4 de novembro de 2021

Conferência sobre Mudanças Climáticas (COP 26) e a ciência segmentada

Às vésperas da Conferência sobre Mudanças Climáticas (COP 26), parece que todos têm soluções mágicas para conter o aquecimento global. A grande maioria oferece soluções simples e erradas, como a de que o modo mais fácil e barato de reduzir emissões é zerar o desmatamento. Não é simples nem barato, tanto do ponto de vista ambiental como econômico e social. O problema, como sabemos, é muito complexo. O efeito no ambiente é um sintoma, resultado de uma interação muito complicada de fatores, passando pela industrialização, pela urbanização, pelo desenvolvimento social e econômico, pela produção de alimentos e matérias primas, além de componentes culturais e de educação, e provavelmente outros fatores.

Lógico que o Brasil está sob uma imensa lente de aumento, principalmente nestas ocasiões. Pouco sabe o mundo de nossas soluções, pois não existem adolescentes interessados nisso, mas muito sabe sobre nossas dificuldades, alardeadas muitas vezes como pecados cometidos deliberadamente.

Em situações assim é importante ter muita calma, muito discernimento da verdade científica, e não correr para soluções aparentemente simples dadas pela ciência segmentada. Há algumas semanas um grande jornal publicou que São Felix do Araguaia seria a segunda cidade com maior emissão de carbono no mundo. Muito mais que as grandes metrópoles cheias de carros, caminhões e ônibus. Isso porque o rebanho bovino é muito grande. Um deputado chegou ao absurdo de sugerir um imposto sobre o boi, punindo a emissão de carbono.
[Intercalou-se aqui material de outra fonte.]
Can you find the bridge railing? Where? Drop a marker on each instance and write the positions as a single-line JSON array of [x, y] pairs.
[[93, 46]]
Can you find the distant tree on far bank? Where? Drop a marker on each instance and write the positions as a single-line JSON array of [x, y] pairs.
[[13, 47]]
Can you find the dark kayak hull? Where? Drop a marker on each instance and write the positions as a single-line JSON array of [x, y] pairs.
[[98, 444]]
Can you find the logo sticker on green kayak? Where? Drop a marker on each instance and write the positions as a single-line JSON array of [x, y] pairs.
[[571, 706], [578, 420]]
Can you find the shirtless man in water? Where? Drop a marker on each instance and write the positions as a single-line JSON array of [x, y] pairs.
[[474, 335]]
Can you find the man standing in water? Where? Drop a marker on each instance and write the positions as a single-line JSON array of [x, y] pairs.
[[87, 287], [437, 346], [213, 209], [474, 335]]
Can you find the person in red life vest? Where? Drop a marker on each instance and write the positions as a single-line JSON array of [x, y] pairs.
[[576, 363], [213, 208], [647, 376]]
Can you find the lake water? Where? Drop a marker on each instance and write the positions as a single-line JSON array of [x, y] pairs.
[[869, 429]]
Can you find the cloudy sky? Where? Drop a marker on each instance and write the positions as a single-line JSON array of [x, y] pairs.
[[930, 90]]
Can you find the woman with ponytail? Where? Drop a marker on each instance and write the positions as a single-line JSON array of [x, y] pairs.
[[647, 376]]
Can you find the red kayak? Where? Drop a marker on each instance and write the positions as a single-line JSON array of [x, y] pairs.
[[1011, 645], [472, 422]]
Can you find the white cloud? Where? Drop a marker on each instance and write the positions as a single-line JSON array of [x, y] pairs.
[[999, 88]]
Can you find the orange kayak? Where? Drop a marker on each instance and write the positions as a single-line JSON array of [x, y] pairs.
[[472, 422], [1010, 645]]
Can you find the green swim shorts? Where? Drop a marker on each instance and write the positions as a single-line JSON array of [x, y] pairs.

Sim, sobre os combustíveis fósseis e sobre a boiada… A tal da ciência segmentada. A culpa é do boi. O negócio é que é muito mais fácil medir o carbono emitido pela agricultura e pecuária do que medir o sequestro de carbono pelo solo. É muito mais fácil seguir as Gretas da internet do que levar em conta o programa boi carbono zero divulgado pela EMBRAPA.

Se encontra no jornal que as concentrações de óxido nitroso e metano são hoje mais que o dobro daquelas observadas em 1750 e que esses gases são principalmente emitidos pelas atividades agropecuárias. Ora, nossa agricultura absorve metano, ou seja, o balanço de metano nas áreas agrícolas brasileiras é negativo. Nossa agricultura tira metano da atmosfera. Hoje temos dados consolidados mostrando que as emissões de óxido nitroso em nossos sistemas agrícolas são pelo menos 4 vezes menores que aquelas consideradas inicialmente pelo IPCC.

A tal da ciência compartimentada, especialização em excesso. As emissões têm sido majoritariamente avaliadas e modeladas por diversos cientistas das mais diversas especialidades, mas ainda poucos especialistas em matéria orgânica, em carbono do solo. Há resultados mostrando que nossos sistemas integrados lavoura pecuária, com rotação de culturas, podem sequestrar ao redor de 3 t de carbono por hectare por ano, às vezes mais, quando o componente floresta entra na equação. Voltando ao boi. O boi emite metano, mas esse carbono do metano vem do pasto, que o tira da atmosfera. Trata-se de ciclagem de carbono, não de simples emissão. E o interessante é que o pasto fixa mais carbono no solo do que o emitido, em muitos casos de pastagens bem manejadas. Mas isso não dá muita audiência nas mídias sociais. Infelizmente.

Então, minha gente, precisamos parar de ler e ouvir somente as manchetes. Um resultado científico precisa de interpretação, de ponderação entre causas e efeitos. Não é à toa que são necessários quase 30 anos de estudo para se formar um doutor.

Ciro Rosolem, vice-Presidente de Comunicação do Conselho Científico Agro Sustentável (CCAS) e Professor Titular da Faculdade de Ciências Agrícolas da Universidade Estadual Paulista Júlio de Mesquita Filho.